Culture and Change Management
Having consensus on this change means finance’s job is to train people and work through the process deliberately. Finance teams are now using AI to find unusual patterns — whether that be possible fraud, possible mistakes, or understanding the primary business drivers of their company that are hard to see before.
Once everything falls into place, AI is sort of like a co-pilot in finance — working on data processing, finding patterns, while humans make all the assumptions, validate outputs, and make strategic decisions. A finance director mentioned how AI had enabled his team to be “way more predictive and data-driven” so that people could be free to focus on big-picture thinking rather than just number crunching spreadsheets.
AI as a Mainstream Finance Tool
To sum up, organizations in industries everywhere are applying AI for forecasting and planning, and users are reporting great benefits. In manufacturing, finance, retail, and public service, users are reporting better accuracy, faster decision-making, and greater agility in planning for the future.
Since 2020, use of AI has spread throughout growing numbers of people and organizations and is likely to continue. Survey information published in recent articles show that nearly all major corporations in the U.S. plan to employ AI in their finance functions in the next few years.

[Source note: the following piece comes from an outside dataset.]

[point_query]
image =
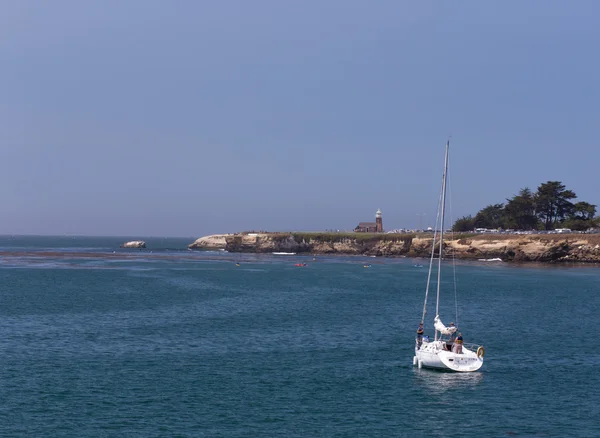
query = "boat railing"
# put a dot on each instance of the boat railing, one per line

There is of course this undercurrent of data quality and challenges with change-management that we will always need to deal with. But with each additional win from early adopters, the more we can see new decision-makers sampling AI in their own functions. AI-forecasting tools are now firmly established as a common class of enterprise software, and will allow finance teams to better apply their professional judgement and exercise their bat temperature when making decisions. As we look ahead through the 2020s, we expect to see AI become de-facto for financial planning and analysis, unblocking forecasting and planning for organizations of all types and sizes, and providing better insight than ever before.